The Environomental Protection Agency gave detergent manufacturers the go-ahead yesterday to resume using a mild cancer-causing agent that was voluntarily dropped from use in 1970.
The chemical, nitrilotriacetic acid (NTA), was hailed as a substitute for water-softening phosphates when it was introduced early in 1970. Its manufacturers, Monsanto Industrial Chemical Co. and W.R. Grace Inc., said it would trap dirt particles almost as well as phosphates but would not boost the growth of algae in streams and rivers as phosphates did.
But a study by the National Institute of Environmental Health Sciences (NIEHS) found that NTA made heavy metals such as cadmium in the water much more toxic for test animals. Detergent makers agreed in December 1970 to halt use of NTA at the EPA's request.
Further research by the two firms and by Procter & Gamble Co., the nation's leading detergent manufacturer, found that NTA in high doses caused urinary tract problem and cancers in rats and mice. At low doses, the companies maintained no effects were observed.
They asked the EPA to review the evidence on grounds that only minuscule amounts of NTA would ever be present in drinking water.
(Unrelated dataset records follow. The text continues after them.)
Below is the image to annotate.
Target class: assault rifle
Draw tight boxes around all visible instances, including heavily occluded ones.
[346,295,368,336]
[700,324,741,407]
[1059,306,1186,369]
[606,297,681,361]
In a statement yesterday, EPA assistant administrator Steven Jellinek agreed. The agency review, he said, had found that "projected levels of exposure from use of this substance in laundry detergents are generally low and therefore that associated risks would also be low."
Therefore, and because of "higher priority demands on all our limited resources," Jellinek said, "EPA sees no reason to take regulatory action against resumed production and use" of NTA.
Monsanto's environmental policy vice president, Monte Throdahl, hailed the decision as "good news for us." NTA, he said, is "a very useful product [that] serves a need no other product serves."
The EPA said Monsanto and Grace now produce between 70 million and 75 million pounds of NTA annually, of which 10 million pounds is used domestically in metal and institutional cleaning, textile treatment and industrial water applications. The rest is exported to Canada and Europe for detergent use under controlled conditions.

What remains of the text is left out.